無論、セレスはそういうことはわかっていない。深海棲艦ではあるが、深海棲艦としての活動をしていない。ただ食を探究するだけの優しいお姉さんである。
丹陽はそこを狙ってこの策を伊豆提督に伝え、悩んだ挙句にこの策に乗っている。穏便に済ませるために深海棲艦の序列を使うというのは少々後ろめたさはあったものの、これによって誰も傷付かないのならば、選択の余地はあった。
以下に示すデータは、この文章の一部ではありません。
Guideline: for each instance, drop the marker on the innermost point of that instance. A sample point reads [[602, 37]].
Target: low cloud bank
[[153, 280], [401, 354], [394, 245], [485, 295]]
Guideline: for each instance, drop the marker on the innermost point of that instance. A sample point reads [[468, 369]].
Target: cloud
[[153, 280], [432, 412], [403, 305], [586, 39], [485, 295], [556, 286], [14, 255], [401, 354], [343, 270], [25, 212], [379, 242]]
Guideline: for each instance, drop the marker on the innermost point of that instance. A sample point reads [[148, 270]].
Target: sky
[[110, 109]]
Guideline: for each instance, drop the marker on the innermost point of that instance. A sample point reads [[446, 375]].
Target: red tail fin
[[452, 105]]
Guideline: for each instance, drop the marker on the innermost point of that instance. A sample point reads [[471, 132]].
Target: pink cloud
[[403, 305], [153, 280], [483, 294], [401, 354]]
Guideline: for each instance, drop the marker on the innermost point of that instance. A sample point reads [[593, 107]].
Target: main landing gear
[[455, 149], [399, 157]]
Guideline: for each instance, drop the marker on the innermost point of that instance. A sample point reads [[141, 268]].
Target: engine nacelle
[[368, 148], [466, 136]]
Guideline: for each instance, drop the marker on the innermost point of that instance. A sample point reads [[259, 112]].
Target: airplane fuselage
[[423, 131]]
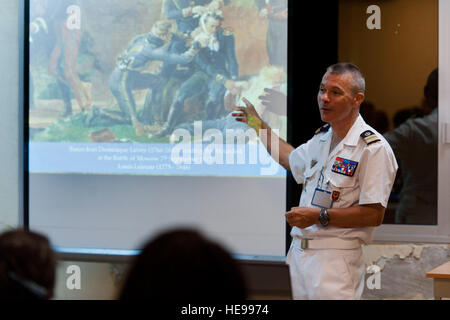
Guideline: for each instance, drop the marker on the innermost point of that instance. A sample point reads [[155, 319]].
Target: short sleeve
[[378, 168], [297, 162]]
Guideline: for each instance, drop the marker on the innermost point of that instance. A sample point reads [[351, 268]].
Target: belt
[[327, 243]]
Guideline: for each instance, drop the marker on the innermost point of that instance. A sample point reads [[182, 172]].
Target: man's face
[[335, 98], [212, 25]]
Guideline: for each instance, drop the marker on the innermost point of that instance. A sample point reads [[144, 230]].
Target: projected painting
[[105, 74]]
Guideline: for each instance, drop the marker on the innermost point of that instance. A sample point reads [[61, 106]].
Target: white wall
[[9, 104]]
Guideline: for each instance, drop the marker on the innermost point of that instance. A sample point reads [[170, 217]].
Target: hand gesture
[[248, 115], [302, 217]]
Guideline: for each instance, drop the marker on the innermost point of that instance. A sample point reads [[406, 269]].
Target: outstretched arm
[[250, 116], [367, 215]]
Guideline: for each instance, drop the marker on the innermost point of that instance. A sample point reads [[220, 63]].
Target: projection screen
[[130, 126]]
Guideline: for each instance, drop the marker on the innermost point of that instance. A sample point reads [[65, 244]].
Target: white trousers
[[326, 274]]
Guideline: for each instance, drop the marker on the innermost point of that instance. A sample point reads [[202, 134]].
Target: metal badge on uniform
[[335, 195], [322, 199], [344, 166]]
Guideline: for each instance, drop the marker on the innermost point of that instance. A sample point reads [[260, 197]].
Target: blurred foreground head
[[27, 266], [183, 264]]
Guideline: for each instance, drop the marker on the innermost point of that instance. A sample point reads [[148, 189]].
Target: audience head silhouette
[[27, 266], [183, 264]]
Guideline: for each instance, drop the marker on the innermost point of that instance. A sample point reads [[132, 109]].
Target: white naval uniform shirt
[[371, 182]]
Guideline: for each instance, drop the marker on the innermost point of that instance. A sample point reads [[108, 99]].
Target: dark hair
[[182, 264], [358, 83], [27, 266]]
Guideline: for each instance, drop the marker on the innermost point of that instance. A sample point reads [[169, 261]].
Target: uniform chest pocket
[[342, 182], [310, 175]]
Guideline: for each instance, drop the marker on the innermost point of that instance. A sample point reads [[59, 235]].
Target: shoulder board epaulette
[[227, 32], [369, 137], [323, 128]]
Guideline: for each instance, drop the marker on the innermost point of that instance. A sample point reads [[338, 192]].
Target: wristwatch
[[324, 218]]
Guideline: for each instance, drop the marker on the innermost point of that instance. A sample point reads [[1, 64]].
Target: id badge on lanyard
[[322, 198]]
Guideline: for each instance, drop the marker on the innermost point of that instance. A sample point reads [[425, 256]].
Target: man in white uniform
[[347, 170]]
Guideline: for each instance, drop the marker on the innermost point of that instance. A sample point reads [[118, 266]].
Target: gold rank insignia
[[369, 137], [323, 128]]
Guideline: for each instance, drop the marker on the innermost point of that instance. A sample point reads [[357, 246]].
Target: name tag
[[322, 199], [344, 166]]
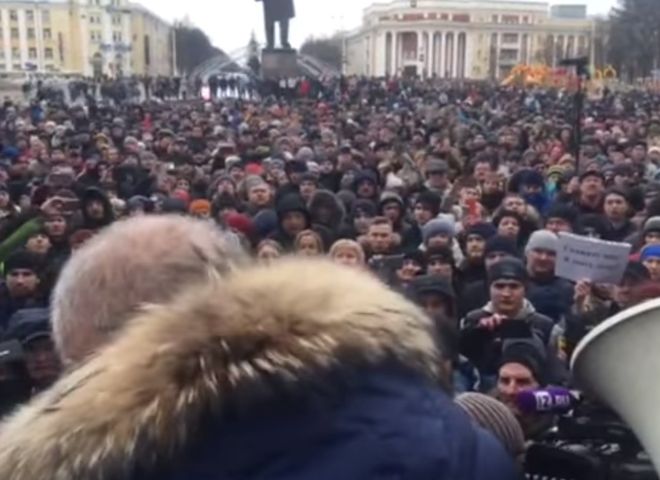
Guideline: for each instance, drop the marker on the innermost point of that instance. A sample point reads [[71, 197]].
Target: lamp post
[[580, 65]]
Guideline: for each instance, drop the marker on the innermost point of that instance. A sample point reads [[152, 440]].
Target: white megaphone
[[619, 363]]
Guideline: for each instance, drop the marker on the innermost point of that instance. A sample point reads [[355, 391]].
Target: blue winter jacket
[[389, 426]]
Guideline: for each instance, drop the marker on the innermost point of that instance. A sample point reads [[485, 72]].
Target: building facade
[[454, 39], [84, 37]]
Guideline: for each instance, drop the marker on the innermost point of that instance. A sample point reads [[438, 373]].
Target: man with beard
[[508, 284], [552, 296], [96, 210], [21, 286]]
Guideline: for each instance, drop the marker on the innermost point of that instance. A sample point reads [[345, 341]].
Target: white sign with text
[[583, 258]]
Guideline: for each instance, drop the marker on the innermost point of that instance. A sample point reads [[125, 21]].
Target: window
[[510, 38], [510, 19]]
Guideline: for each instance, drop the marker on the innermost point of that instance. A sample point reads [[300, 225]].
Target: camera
[[589, 443]]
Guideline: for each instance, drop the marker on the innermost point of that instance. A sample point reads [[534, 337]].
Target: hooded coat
[[327, 375]]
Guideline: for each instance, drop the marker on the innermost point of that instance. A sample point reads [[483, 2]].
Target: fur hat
[[493, 416], [543, 240], [438, 227]]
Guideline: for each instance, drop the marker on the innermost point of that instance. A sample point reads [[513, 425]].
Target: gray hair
[[143, 260]]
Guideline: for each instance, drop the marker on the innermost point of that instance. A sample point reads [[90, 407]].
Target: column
[[454, 68], [393, 53], [420, 40], [6, 39], [382, 56], [443, 54]]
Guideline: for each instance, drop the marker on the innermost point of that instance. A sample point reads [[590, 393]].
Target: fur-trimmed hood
[[140, 401]]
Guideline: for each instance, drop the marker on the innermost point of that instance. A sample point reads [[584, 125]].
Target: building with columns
[[84, 37], [455, 39]]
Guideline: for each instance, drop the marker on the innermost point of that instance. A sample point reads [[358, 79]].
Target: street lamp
[[580, 65]]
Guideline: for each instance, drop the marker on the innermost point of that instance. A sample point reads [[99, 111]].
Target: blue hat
[[650, 251]]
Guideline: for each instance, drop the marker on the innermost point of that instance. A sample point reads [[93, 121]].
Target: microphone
[[550, 400]]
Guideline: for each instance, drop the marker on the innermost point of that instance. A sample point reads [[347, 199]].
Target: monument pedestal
[[278, 63]]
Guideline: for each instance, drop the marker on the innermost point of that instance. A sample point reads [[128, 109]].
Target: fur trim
[[137, 403]]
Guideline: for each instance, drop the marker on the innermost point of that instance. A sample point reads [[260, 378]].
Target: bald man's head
[[146, 259]]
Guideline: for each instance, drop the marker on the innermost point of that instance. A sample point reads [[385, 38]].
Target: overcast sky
[[230, 22]]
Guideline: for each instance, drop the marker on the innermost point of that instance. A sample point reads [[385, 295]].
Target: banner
[[583, 258]]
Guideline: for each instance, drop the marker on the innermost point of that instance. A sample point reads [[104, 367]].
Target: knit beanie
[[591, 224], [240, 223], [495, 417], [499, 244], [563, 211], [652, 225], [543, 240], [528, 352], [507, 269], [649, 251], [22, 260], [200, 207], [390, 197], [437, 227], [484, 230], [429, 200]]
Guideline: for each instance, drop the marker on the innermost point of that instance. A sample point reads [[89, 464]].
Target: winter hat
[[291, 202], [636, 273], [140, 202], [499, 244], [22, 260], [200, 207], [240, 223], [592, 173], [430, 201], [365, 207], [592, 223], [507, 269], [438, 227], [265, 223], [532, 178], [252, 181], [28, 325], [365, 176], [444, 254], [182, 195], [484, 230], [650, 251], [433, 284], [495, 417], [652, 225], [543, 240], [174, 205], [390, 197], [528, 352], [295, 166], [562, 211]]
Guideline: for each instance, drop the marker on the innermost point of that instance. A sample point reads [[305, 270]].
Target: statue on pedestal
[[278, 11]]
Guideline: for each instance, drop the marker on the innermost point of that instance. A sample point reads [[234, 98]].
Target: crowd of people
[[452, 195]]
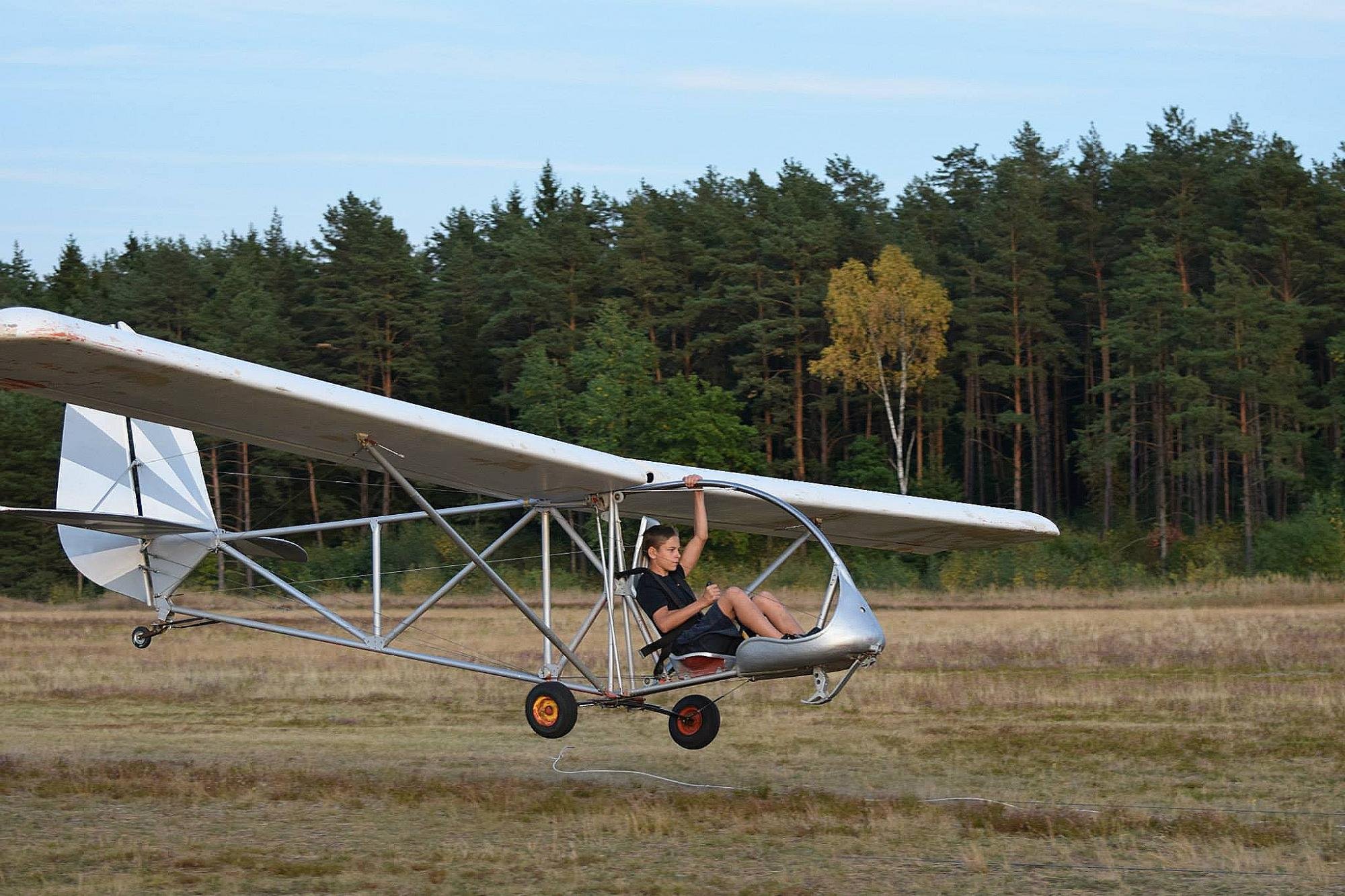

「ソンナニ畏マラナイデ。私ハタダ、コノ世界ノ食ヲ探究シテイルダケダカラ。同胞ニモ美味シク食ベテモラエル食事モ考エテミタカッタノヨ。チョウドイイ相手ガ来テクレタワ」
「ハ、ハァ……」
「ソレニ、貴女達モ戦ウツモリガ無イナラ、何カニ興味ヲ持ッタ方ガイイワヨ。ココナラ何カ見ツカルト思ウカラ」
姫同士の談笑が続く中、副官の戦艦ル級は、ゆっくりと深雪に近付き、何か言いたげな表情を見せる。しかしイロハ級であるため、ヒト型ではあるが人語は介さない。大きくなった妖精さんみたいなもの。そのため、身振り手振りで感情を表現するしかなかった。
そこからわかったのは──
「えーっと、姫をよろしく……かな?」
苦い顔をしながらル級は頷いた。どちらかといえば、姫に何かあったら殺すという、敵意が消えたわけではないモノだったが。
「当然だ。絶対に傷付けないし、誰もお前達のことを痛めつけようとはしねぇよ。心配すんな」
「なのです。そうじゃなかったら、こんな風に話なんてしないのです。それに……うみどりだともっと驚くことになると思うのです」
この電の発言通り、うみどりに入ることになるこの深海棲艦達は、カテゴリーY達を見てより一層萎縮することになる。何故ここにはこんなに上位の姫ばかりがいるのだと。
ひょんなことから深海棲艦を拾うことになったうみどり。しかし、そこに忌雷が仕掛けられていたということは、この後に何かがあるということに他ならない。
この世界では戦艦棲姫がそこそこ上の立ち位置になっています。今でも通常海域には来てませんからね。そういう今では、通常海域(EO含む)に出てくる姫はどちらかといえば下位、イベント限定でラスボスも務めたならば上位という感じになります。